CS, are you already starting to make excuses for the Utes? Weren't you the one saying all the BYU fans were making all kinds of excuses for why BYU couldn't win last year? Yep, that was in the very first post to start this thread. Starting a little early aren't you? Yes, Utah would be doing a lot better IF Wynn was playing at 100%. BYU would be doing a lot better too IF they didn't have all of the turnovers. You know what? The dog would have caught the rabbit too IF he didn't have to stop to take a dump.


----------



## Chaser (Sep 28, 2007)

CS, I see what you mean about his shoulder, but honestly man, that excuse has to go. The guy is flat out making some awful passes. I think if his shoulder isn't back to normal by now, it ain't gonna ever be. The guy is toast. When he went out of the game I found myself almost hoping it would be bad enough to keep him out, and get Hayes some experience. Wynn will not make any more of a recovery than he already has. He has no ability to put any kind of zip behind his passes, and because of this, he has to be more choosy with where he throws to...but he hasn't, and that's why he's getting picked and BYU is knocking down passes. He is extremely limited as to where he can throw without putting it right in the hands of the defense. 
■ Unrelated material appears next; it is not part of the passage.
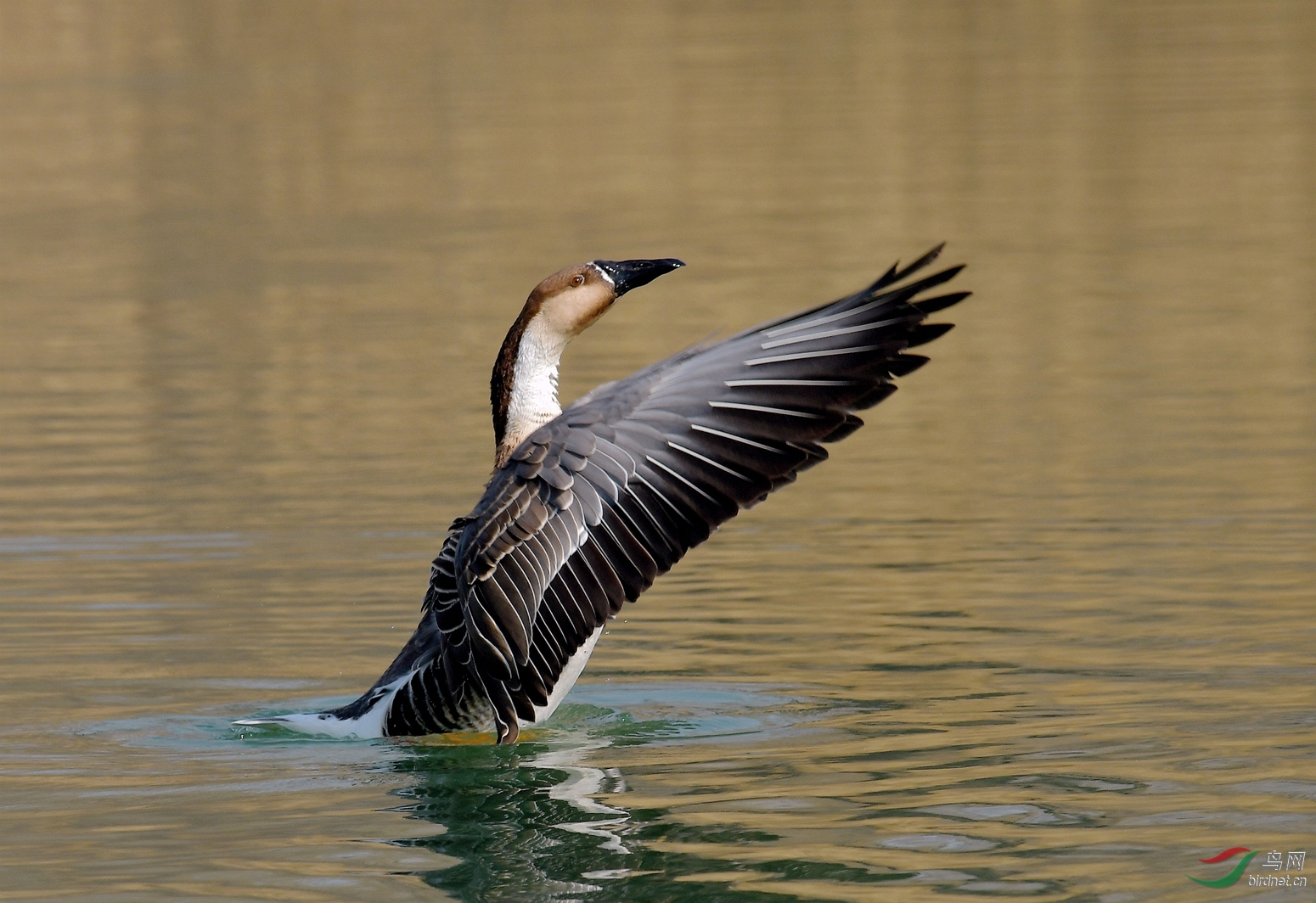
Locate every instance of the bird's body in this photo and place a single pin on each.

The Utes will be lucky to make it out of this game with a win. As bad as it pains me to say it, BYU is working Utah over offensively. Sure, we've got the lead, but if BYU is allowed to put up similar numbers in the second half, they'll come away with the win.

PS-The hit on Christopher in the the first quarter in the end zone SHOULD have been a personal foul. It was clearly a shot to the head. Then again, Utah SHOULD have hit that field goal too.


----------



## jahan (Sep 7, 2007)

It is still early, but if BYU loses this game they are going to be kicking themselves over so many stupid plays. Also I have to give some props to Utah defense and hustle. 30-10 Utes


----------



## Chaser (Sep 28, 2007)

There is NO WAY you BYU fans can dispute what is happening here. Your team has pretty much handed the game over to the Utes.


----------



## Chaser (Sep 28, 2007)

Ok, CS, its probably an appropriate time to declare that BYU's offense sucks. They've lost their first half form at this point.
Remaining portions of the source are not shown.